While Hynix avoided a loss in the third quarter of this year, weak memory
chip prices meant that profits were far smaller than expected. Hynix is
generally ranked as the world's second largest memory chip maker, behind local
rival Samsung.
The company's profits fell almost 50 per cent from $353m in the third quarter
of 2006 to $178m one year later. Revenues grew 24 per cent to $2.65bn.

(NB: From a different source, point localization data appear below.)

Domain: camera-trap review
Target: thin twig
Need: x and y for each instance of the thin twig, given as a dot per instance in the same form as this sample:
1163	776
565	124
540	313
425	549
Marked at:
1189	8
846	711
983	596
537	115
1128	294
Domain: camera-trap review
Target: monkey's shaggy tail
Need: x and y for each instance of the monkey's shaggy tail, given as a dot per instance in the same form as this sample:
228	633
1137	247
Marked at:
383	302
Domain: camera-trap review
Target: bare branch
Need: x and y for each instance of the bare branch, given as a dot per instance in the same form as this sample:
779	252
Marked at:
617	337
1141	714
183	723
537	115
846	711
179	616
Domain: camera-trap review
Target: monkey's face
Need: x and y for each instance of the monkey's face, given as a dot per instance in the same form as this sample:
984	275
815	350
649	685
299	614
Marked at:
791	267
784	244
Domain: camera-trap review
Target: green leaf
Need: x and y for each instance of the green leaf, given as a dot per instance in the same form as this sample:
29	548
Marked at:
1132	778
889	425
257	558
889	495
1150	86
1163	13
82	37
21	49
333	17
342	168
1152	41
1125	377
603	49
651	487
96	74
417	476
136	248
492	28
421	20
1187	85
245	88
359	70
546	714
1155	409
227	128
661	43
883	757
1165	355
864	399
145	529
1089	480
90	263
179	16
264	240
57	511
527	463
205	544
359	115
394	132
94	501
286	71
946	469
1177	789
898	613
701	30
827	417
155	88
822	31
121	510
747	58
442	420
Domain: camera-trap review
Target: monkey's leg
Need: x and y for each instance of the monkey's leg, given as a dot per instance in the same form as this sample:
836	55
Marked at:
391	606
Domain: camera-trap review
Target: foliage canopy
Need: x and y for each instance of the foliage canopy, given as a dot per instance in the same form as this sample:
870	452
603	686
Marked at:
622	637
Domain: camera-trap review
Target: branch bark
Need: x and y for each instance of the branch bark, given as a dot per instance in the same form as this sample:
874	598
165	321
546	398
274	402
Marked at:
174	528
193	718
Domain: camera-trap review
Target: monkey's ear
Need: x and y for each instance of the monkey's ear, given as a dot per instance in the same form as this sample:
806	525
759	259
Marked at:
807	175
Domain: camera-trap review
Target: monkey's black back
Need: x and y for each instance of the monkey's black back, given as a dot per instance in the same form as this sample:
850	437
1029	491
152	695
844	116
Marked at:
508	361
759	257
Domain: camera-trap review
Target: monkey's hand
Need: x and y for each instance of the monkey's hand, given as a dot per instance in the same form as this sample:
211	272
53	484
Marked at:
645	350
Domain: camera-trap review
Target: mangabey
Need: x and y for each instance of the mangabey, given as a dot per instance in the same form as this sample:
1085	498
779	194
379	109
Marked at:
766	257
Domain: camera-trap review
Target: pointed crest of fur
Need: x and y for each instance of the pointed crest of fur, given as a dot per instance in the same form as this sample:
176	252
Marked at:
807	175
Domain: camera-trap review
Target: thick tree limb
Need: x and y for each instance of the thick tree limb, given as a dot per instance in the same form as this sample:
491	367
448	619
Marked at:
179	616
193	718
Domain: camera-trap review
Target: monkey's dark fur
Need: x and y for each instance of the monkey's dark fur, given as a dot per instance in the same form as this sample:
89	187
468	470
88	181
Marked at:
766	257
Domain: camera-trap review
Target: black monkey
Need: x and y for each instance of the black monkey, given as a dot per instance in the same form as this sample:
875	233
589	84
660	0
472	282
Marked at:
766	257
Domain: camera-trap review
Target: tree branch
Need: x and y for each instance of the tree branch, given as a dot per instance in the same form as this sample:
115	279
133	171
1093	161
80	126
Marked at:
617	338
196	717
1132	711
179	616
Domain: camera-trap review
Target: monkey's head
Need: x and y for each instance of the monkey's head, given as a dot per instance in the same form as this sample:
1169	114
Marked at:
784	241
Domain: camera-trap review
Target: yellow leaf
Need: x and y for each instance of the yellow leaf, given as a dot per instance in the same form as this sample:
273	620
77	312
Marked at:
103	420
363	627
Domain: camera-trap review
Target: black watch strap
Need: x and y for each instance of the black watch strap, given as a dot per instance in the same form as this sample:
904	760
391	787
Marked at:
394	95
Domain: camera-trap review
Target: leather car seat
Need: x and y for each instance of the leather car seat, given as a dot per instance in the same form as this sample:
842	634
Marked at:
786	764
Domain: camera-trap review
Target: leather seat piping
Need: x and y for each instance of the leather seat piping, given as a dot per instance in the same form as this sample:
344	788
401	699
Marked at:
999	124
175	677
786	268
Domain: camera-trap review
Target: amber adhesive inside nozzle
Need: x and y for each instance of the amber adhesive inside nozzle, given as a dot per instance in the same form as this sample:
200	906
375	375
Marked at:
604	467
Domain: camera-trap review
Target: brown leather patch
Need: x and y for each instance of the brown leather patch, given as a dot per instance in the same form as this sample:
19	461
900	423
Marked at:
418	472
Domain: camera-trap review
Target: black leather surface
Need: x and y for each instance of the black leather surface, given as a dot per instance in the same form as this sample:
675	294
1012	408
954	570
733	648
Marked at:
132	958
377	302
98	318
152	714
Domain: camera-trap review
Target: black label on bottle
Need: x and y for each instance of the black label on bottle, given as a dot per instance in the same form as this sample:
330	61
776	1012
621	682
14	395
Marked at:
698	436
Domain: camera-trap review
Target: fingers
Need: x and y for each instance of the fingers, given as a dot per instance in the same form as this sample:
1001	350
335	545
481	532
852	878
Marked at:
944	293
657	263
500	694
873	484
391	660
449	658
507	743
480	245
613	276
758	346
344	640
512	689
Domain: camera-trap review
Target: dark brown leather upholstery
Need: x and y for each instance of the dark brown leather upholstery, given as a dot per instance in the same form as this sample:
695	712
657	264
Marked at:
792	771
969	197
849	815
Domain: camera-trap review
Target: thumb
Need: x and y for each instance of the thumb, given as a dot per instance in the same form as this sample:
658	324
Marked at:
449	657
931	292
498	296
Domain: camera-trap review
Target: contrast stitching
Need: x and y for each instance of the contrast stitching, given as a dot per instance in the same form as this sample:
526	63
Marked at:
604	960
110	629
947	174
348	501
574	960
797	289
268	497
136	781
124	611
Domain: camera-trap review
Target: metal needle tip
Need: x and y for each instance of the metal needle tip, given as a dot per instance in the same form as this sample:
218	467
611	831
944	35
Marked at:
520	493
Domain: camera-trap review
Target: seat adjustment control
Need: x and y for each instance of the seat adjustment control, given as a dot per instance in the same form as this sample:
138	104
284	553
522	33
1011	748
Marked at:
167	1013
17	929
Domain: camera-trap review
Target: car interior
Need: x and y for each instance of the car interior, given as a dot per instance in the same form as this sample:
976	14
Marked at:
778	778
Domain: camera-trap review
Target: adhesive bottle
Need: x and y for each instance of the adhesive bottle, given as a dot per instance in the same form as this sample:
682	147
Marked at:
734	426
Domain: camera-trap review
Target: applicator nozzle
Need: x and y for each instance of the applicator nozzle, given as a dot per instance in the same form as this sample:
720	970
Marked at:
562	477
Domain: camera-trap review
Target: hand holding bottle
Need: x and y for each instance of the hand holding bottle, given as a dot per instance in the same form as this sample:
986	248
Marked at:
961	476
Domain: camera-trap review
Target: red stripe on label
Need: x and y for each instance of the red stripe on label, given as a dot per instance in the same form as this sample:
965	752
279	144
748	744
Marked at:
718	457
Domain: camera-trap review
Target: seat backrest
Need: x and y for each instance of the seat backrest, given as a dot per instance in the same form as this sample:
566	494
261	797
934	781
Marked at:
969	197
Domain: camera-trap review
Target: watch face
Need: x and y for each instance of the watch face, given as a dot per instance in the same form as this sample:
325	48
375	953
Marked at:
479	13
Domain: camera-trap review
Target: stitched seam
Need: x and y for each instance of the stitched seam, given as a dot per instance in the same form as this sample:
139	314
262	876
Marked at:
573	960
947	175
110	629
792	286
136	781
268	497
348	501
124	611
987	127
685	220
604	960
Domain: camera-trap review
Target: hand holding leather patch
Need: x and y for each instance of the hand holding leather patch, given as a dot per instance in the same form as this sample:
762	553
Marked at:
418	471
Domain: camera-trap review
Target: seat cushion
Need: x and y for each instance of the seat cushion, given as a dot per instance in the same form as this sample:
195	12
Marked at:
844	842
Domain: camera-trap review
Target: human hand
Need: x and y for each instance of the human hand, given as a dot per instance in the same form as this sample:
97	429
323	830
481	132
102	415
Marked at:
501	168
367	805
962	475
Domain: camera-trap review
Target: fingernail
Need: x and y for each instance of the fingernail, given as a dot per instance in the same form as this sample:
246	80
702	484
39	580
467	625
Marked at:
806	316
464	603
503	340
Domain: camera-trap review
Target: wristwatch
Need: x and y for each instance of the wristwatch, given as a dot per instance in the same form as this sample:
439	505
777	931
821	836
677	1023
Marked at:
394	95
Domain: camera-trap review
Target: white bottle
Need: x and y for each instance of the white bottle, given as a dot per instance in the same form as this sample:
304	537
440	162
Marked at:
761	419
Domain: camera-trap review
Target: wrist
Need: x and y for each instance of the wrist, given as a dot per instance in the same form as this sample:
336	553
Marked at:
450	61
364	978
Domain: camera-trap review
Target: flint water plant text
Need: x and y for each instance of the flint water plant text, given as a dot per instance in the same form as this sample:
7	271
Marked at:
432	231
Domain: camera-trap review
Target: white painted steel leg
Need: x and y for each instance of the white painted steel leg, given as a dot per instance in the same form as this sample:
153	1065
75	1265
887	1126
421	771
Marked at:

“The increase in sales was primarily attributable to the improved pricing
environment owing to seasonal demand for both DRAM and NAND flash in the earlier
part of the quarter, as well as the company’s strategical movements to mitigate
the rapid price drop that happened during the later part of the quarter. Such
strategical movements include product mix shift to premium products such as
graphics and mobile and larger sales exposure to long-term contract customers,”
Hynix announced in a press statement.
Hynix has announced that it plans to reenter the potentially more profitable
market for non-memory chips – starting with image sensors for camera phones and
similar products. The company was barred from this market for six years under a
restructuring agreement related to its parent firm.